It's good to hear that SOMETHING might happen that may sort out this mess.
I've worked in the telecoms and TV/video areas now for many years, and as time has gone on, it's become increasingly difficult to do ANYTHING without someone piping up and saying "errr... you can't do that - it's patented". It is an utterly ludicrous situation in some technology sectors.
As a result, pretty much all the techy products that Jo Public can go out and buy; TV, HiFi (remember those?), mobile phone, etc etc, are not as good as they could be. Of course, a lot of the time this is down to commercial pressures and time-to-market issues, but it is increasingly because the engineers that designed them were not able to put in feature X because someone has a patent on that feature that they can not or will not pay for.
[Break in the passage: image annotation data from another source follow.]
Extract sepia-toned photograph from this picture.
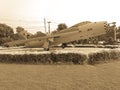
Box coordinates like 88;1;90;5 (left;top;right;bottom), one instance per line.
0;0;120;90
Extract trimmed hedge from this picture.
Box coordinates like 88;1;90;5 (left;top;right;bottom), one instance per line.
88;50;120;64
0;53;87;64
0;50;120;65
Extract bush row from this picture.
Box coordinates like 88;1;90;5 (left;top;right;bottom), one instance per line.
0;53;87;64
0;50;120;65
88;50;120;64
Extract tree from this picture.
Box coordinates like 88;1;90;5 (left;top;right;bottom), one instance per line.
0;24;14;38
16;26;24;33
0;24;14;45
57;23;67;31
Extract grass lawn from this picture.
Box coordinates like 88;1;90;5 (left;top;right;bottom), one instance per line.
0;62;120;90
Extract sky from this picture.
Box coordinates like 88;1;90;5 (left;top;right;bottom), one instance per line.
0;0;120;33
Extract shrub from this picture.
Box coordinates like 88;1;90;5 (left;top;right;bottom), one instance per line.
0;53;87;64
88;50;120;64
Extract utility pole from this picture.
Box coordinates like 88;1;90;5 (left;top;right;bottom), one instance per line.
44;18;47;33
48;21;51;34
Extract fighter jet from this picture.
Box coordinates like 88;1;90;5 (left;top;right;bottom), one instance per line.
4;21;109;50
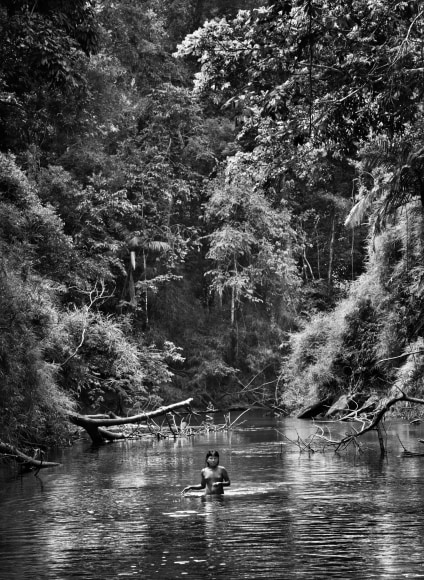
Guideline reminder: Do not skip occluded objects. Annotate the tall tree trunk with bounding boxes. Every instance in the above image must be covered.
[327,213,336,287]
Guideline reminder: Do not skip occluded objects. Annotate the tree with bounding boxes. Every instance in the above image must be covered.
[206,156,298,326]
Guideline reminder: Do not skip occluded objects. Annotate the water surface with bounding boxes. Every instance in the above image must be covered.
[0,415,424,580]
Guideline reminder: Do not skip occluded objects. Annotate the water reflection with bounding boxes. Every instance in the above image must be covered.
[0,417,424,580]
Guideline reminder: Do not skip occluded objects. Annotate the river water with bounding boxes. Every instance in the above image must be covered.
[0,414,424,580]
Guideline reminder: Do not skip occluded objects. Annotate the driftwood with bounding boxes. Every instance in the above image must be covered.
[285,389,424,455]
[0,441,60,470]
[68,398,193,445]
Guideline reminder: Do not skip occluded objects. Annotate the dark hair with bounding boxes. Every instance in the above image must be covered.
[205,449,219,465]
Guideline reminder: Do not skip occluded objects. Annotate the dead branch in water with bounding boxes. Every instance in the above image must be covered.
[283,389,424,455]
[69,398,249,445]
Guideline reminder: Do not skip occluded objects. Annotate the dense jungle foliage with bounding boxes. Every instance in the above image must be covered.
[0,0,424,445]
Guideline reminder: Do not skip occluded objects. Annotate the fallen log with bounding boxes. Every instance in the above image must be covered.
[68,398,193,445]
[0,441,60,469]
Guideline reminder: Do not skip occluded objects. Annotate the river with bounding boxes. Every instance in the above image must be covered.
[0,414,424,580]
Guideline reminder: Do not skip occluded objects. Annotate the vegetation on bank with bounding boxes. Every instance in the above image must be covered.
[0,0,424,445]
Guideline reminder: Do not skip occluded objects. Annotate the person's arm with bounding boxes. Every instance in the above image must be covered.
[181,469,206,495]
[213,467,231,487]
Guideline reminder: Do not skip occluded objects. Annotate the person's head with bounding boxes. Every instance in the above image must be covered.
[205,449,219,465]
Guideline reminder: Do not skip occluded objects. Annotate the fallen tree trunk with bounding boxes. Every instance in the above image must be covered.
[68,398,193,445]
[286,388,424,455]
[0,441,60,469]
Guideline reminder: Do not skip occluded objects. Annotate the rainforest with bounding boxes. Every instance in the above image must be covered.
[0,0,424,449]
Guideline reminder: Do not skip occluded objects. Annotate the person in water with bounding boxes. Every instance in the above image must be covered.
[181,451,231,495]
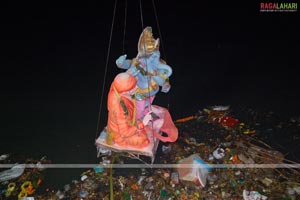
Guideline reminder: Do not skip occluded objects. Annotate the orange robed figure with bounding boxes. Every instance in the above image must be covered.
[107,73,151,148]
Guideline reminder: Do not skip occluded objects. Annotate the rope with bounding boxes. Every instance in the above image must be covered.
[152,0,167,62]
[152,0,170,110]
[95,0,118,138]
[140,0,144,31]
[140,0,155,148]
[122,0,127,54]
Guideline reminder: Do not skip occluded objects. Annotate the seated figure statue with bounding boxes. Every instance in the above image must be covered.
[107,73,152,149]
[116,27,172,119]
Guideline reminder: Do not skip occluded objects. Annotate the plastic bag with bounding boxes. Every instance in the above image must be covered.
[178,154,210,187]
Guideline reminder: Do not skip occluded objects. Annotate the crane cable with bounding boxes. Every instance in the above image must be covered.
[95,0,118,138]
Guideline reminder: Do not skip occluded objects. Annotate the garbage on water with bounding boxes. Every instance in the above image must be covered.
[178,154,210,187]
[0,106,300,200]
[0,164,25,183]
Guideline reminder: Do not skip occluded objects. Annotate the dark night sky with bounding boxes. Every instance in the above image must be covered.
[0,0,300,188]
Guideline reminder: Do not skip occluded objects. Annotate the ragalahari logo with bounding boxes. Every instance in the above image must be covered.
[260,2,298,12]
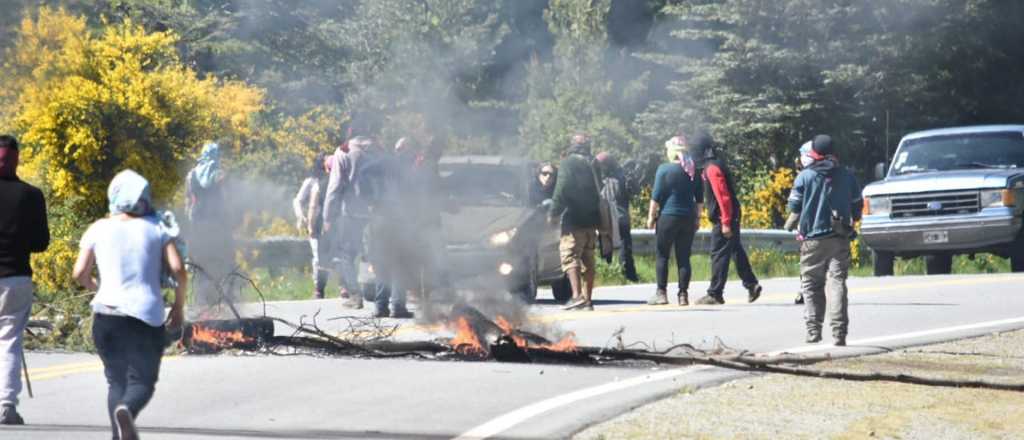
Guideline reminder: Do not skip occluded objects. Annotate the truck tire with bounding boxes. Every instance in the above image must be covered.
[871,251,896,276]
[551,275,572,304]
[925,254,953,275]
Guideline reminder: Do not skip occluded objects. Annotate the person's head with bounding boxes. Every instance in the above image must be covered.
[0,134,18,178]
[568,133,590,156]
[686,131,716,166]
[537,163,558,188]
[665,136,687,162]
[811,134,836,161]
[106,170,153,217]
[309,152,328,179]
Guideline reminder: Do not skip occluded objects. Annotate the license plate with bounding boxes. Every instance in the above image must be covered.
[925,230,949,245]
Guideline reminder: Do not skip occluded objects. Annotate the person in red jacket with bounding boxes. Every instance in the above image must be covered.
[692,133,761,305]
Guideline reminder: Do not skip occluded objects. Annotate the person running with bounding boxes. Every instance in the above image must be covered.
[74,170,188,440]
[0,135,50,425]
[691,133,761,305]
[292,152,328,300]
[786,134,864,347]
[647,136,703,306]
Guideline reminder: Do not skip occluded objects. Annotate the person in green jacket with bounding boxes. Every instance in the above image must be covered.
[550,134,601,310]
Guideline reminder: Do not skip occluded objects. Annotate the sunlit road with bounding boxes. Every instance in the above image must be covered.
[8,274,1024,439]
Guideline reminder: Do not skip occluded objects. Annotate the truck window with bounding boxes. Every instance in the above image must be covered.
[893,132,1024,175]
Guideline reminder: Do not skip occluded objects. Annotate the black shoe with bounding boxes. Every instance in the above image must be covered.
[114,404,138,440]
[807,332,821,344]
[0,405,25,425]
[746,284,761,303]
[391,307,416,319]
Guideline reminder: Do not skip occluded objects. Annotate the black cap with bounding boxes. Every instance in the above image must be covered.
[811,134,836,156]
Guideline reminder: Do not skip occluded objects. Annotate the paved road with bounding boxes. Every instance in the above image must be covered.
[8,274,1024,439]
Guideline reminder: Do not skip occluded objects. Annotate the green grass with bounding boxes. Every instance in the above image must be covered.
[242,250,1010,301]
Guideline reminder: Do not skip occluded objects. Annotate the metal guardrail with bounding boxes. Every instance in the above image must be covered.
[241,229,800,272]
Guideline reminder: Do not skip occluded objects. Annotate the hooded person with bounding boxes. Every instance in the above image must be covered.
[595,151,640,282]
[549,133,601,310]
[786,135,863,346]
[73,170,188,439]
[687,132,762,305]
[0,135,50,425]
[647,136,703,306]
[185,142,236,313]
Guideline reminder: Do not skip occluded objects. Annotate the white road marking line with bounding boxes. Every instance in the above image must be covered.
[455,316,1024,440]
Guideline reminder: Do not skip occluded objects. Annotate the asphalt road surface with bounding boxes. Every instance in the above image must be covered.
[8,274,1024,439]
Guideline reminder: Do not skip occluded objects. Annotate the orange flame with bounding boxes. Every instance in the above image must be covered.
[449,316,486,355]
[191,324,253,348]
[495,316,578,351]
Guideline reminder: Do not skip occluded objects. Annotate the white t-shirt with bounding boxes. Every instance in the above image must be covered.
[81,217,171,326]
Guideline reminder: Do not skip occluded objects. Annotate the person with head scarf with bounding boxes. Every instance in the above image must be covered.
[185,142,237,314]
[688,132,762,305]
[647,136,703,306]
[786,134,864,347]
[549,133,610,310]
[0,135,50,425]
[74,170,188,439]
[595,151,640,282]
[292,152,328,299]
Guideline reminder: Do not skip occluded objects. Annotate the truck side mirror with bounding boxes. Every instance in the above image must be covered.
[874,162,886,180]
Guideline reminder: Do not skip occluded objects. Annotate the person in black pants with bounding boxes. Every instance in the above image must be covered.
[691,133,761,305]
[647,136,703,306]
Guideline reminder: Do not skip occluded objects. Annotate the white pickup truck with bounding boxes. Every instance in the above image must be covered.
[861,125,1024,275]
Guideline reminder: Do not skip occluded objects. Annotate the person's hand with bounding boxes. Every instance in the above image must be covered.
[167,307,185,328]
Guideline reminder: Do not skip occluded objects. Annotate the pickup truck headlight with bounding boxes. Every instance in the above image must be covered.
[864,196,893,216]
[981,189,1017,208]
[490,228,516,246]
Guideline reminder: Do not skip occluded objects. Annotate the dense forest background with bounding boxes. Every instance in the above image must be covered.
[0,0,1024,289]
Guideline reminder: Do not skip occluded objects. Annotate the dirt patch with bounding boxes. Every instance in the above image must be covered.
[574,331,1024,440]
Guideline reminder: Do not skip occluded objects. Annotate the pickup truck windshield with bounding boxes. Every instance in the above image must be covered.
[893,132,1024,176]
[438,164,524,206]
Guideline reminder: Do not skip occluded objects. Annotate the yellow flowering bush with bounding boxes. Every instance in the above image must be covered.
[0,7,264,293]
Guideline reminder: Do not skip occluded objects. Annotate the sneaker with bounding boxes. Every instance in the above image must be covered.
[391,307,416,319]
[562,297,594,310]
[806,332,821,344]
[114,404,138,440]
[647,289,669,306]
[696,295,722,306]
[0,405,25,425]
[746,284,761,303]
[341,295,362,309]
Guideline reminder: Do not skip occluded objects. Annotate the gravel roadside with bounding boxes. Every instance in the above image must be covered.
[573,331,1024,440]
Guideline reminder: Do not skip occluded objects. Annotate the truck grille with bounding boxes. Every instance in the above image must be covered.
[892,191,981,218]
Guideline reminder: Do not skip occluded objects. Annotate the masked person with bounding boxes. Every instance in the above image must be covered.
[74,170,188,440]
[786,135,864,346]
[0,135,50,425]
[292,152,328,299]
[647,136,703,306]
[324,136,385,309]
[549,134,601,310]
[596,151,640,282]
[185,142,234,306]
[691,133,761,305]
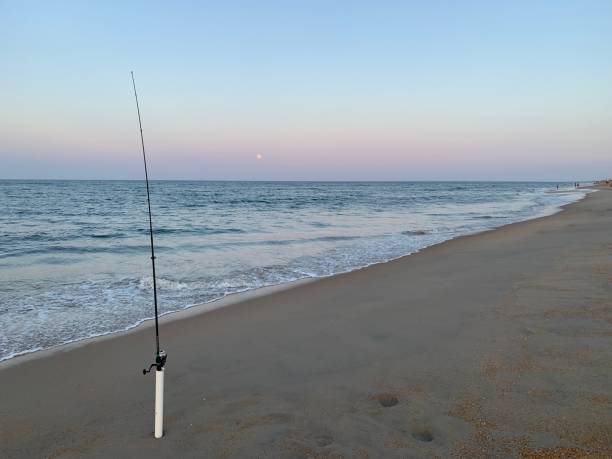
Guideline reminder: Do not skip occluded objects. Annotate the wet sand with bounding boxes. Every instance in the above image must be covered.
[0,190,612,458]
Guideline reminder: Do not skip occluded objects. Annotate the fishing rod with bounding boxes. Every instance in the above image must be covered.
[130,71,166,438]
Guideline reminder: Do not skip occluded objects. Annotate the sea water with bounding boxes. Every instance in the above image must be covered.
[0,180,583,360]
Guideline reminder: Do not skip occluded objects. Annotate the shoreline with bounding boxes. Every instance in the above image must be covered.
[0,189,597,371]
[0,191,612,459]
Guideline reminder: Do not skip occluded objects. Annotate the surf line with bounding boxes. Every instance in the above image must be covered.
[130,71,166,438]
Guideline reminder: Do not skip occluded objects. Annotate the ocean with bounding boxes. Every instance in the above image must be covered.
[0,180,584,360]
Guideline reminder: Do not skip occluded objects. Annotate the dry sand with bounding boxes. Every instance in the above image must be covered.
[0,190,612,458]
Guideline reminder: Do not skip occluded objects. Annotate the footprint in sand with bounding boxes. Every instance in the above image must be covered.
[376,392,399,408]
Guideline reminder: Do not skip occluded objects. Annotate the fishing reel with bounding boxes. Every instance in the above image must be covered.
[142,351,168,375]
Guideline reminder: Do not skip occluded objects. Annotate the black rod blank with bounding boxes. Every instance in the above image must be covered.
[130,71,160,358]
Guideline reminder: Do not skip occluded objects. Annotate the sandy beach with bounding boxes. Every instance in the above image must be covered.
[0,190,612,458]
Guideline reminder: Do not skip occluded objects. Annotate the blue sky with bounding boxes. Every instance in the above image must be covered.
[0,1,612,180]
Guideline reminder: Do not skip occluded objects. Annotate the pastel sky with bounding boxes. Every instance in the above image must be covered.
[0,0,612,180]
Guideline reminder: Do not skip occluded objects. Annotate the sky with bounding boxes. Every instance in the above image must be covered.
[0,0,612,181]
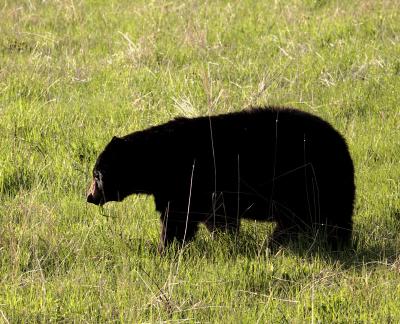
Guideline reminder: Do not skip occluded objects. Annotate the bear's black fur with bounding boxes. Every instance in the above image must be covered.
[87,107,355,250]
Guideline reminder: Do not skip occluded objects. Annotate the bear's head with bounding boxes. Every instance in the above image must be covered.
[87,136,128,206]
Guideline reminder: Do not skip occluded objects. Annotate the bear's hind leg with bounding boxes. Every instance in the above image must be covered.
[158,215,198,252]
Paying for all the patents that would make your product uber-good often makes the whole venture commercially untenable. So you have no choice but to either pull the plug on the project completely, use a work-around and try and do the same thing differently enough to avoid the patent, or simply miss out the feature completely; none of these choices is beneficial to you or your customers.
What is EXTREMELY annoying is that many many times, the feature you can't use because of parent issues is so bloody obvious and basic that it's difficult to think of another way of doing it, and the other options are inherently not as good because the obvious (patented) choice is ...well ...obviously the way to do it.
I have worked on several consumer products where such-and-such feature has had to be changed or removed completely because of patent issues. It's very depressing, especially when the feature is SO basic and SO obviously the way to do something.
The end result, of course, is that poor old Jo Public ends up with a product that's not bad, but it could be better. Except that it can't and for no other reason than someone says it can't.